We commonly get questions about if an email is real or fake (Spam, Phishing, etc). Here are some ways to identify an email you should delete.
- Note the sender address in the From field. If this was really from someone at PSU, the address would end with psu.edu. If an email's From address is anything other than the organization it claims to be from, it's probably fake. In this example, ending with .au means this was sent from somewhere in Australia. You'll often see addresses ending in .jp (Japan), .cn (China), .nz (New Zealand), .ru (Russia) or our favorite .ng (Nigeria). An email's From ending in these kinds of country codes claiming to be Penn State, or Amazon, or anyone else is a clear fake.
- Note the To address says Undisclosed Recipients. This indicates the email was a blind mass list. If the email is about an account issue, it should have your email address listed in the To field, so if it does not, or if you see a whole string of addresses, it's probably a fake. No reputable company will send a mass email alerting you to an account issue. Mass emails can be entirely legitamate in other cases (University wide announcements), so always consider all points of the email when evaluating it's validity.
- Note the address in the link you are asked to click. Google docs? I don't think so. In many cases an email link will not be so glaringly fake however as it's linked text. In that case, move your mouse over the link (DO NOT CLICK IT) and note in the lower corner of your email application or in a popup at the cursor the address the link points to. Any time a link goes somewhere other than the company in question (much like the From field in point 1) it's probably a fake.
- Look for other things that are out of place, like broken English or unusual terms. In our example, the English seems fine, but look at the signature for Penn State. What's that Aus about? Well that goes back to Australia again per the From address, so it seems our phisher doesn't know PSU doesn't have a branch campus in Australia.

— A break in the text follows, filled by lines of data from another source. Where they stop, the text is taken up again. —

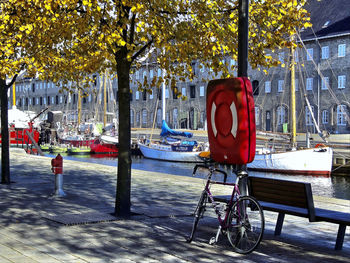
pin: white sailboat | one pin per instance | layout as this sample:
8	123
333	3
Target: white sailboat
311	161
171	148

While this example is very obviously a fake, others are much more well crafted. The From field for example might not show the email address, but again if you mouse over it you should be able to get the information. Different email clienst will show mouse over infomation in different places. Put the mouse over a link or name in a header, and you should see either a little pop up with the address, or it might show up down in the lower corner of the program in the status bar. Sometimes that is forged however, so don't rely on just one item to decide if an email is valid or not, check everything. If any one thing seems odd or out of place, it's probably a fake.
- Check the To and From addresses as mentioned above
- Read the email language carefully. If the english seems rough or poorly worded, that's a warning sign
- Any email asking you to reply with any personal or account information is fake
- If an email asks you to click a link, check what the address of that link is. Look for seeming double addresses like http://some.thing.odd.jp/email.psu.edu/login as that's a clear fake. Don't gloss over the first part, read carefully!
- Any email that simply says something like "See attached" with no other information other than the attachment is probably a fake. Do NOT open suspect attachments as they are usually a virus triggerd by opening them. (This means you should take care to not send emails that look like a fake by doing this yourself! Say something in your email about the purpose of the message and attachment so people don't just throw it away.)
- Email programs have an option to show all headers, view internet headers, or something of the like. While these can be hard to read, they contain valuable information for identifying fake emails. There will be a list of Recieved, the first (usually at the bottom) of which should indicate where it actually came from, regardless of a faked From address. In our above example, this is the Received header that clearly shows it was not sent from Penn State:
- If an email is talking about an account you don't even have (but I've never played Diablo III...) then it's a fake. Don't try to clear up a mistake, they are just phishing.